Thursday, January 27, 2011

Energy in the West

My drive home through Wyoming was long, cold, and oddly interesting. Yes, it is rather flat, and has long stretches without much of note to break the never ending view of sagebrush. But often what is out there is what's fueling our nation...
Sinclair is a small town on I-80, home and origin of the Sinclair oil company (yaknow, the green dinosaurs?) It has a large oil refinery, "company" housing for the workers there, and a gas station. There you can buy unleaded fresh from the pipes and without added ethanol (with no large urban centers in the state there are no rules about ethanol to reduce smog) which gets 3-5% higher MPG. This refinery is fueling most of the cars which drive by as the gas is trucked and piped all over the state and the west.

Then there is coal, along I-80 there is a stretch of open coal mining, where thick seams sit right below the surface. A huge dredge crane scrapes up piles of the stuff. With it's remote location, and the less than stellar quality of the coal it is not trucked nor trained off to big city plants. A plant near Rock Springs burns it and high tension lines transport it to the grids of Utah and Idaho. Electricity is much lighter to move than coal after all. Wyoming accounts for almost %40 of the nations coal production, and coal is still the major source of electricity for Americans.

The other big source is Natural gas. Now in many places natural gas production is simply part of oil drilling, but our demand has exceeded those easy supplies and so we have turned to coal seams and fractured underground rock layers. The geology of the state is actually fascinating, and makes for the importance of fossil fuels here. Sadly however, as the BLM has been offering up leases in areas that were formerly wild, they have relaxed rules on environmental impacts and the clean up of sites. Many areas that are important game and stock range and being crisscrossed with dirt roads large enough for heavy equipment and ponds of contaminated liquids related to drilling and pumping. The burning of natural gas is relatively quite clean, but with lax regulation the drilling has not been.

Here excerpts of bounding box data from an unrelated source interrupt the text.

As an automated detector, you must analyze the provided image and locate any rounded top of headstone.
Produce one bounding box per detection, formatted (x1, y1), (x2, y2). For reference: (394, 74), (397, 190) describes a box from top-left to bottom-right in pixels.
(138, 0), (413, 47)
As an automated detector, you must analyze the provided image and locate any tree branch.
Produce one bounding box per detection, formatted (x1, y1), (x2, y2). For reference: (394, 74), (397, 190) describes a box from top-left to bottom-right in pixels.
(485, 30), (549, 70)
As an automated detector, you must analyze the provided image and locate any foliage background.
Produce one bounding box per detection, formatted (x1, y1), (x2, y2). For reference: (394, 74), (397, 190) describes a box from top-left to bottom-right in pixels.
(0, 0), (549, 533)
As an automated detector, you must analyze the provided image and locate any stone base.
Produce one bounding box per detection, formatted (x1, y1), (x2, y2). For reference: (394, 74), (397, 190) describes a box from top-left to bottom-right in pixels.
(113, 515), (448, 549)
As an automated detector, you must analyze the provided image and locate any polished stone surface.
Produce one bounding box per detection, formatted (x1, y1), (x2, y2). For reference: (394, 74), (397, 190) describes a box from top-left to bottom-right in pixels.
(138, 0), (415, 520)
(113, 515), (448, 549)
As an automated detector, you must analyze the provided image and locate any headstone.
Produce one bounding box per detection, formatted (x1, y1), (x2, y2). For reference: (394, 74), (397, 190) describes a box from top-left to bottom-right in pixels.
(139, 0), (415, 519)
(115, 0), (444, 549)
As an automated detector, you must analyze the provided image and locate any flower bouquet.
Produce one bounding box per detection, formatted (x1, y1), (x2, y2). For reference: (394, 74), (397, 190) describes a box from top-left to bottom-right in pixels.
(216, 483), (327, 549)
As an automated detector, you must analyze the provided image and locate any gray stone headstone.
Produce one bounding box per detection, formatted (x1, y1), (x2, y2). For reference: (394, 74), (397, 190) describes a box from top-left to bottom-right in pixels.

And a sight that brings me great joy! Ridges dotted with lines of wind generators spinning wildly in the almost constant wind. The power from these joins the I-25 corridor grid, and when you buy "renewable credits" you are funding the utilities investments in wind and solar farms. These are not without any impact on the area, a road must be built to construct the pylons, but after they're running they need only occasional maintenance. There has been concerns about birds, but the small number who are broadsided by a spinning blade is comparable to number who drown in contaminated ponds related to oil and gas drilling, or suffer the effects of pollution. Around the base of these wild animals and stock graze unmolested, and many are built on private land offering an important source of income to farmers and ranchers.
The future of energy in this country can be seen in a trip across the windy state of Wyoming, it will be a mix of sources, and work must be done to see that they get always cleaner and more responsible!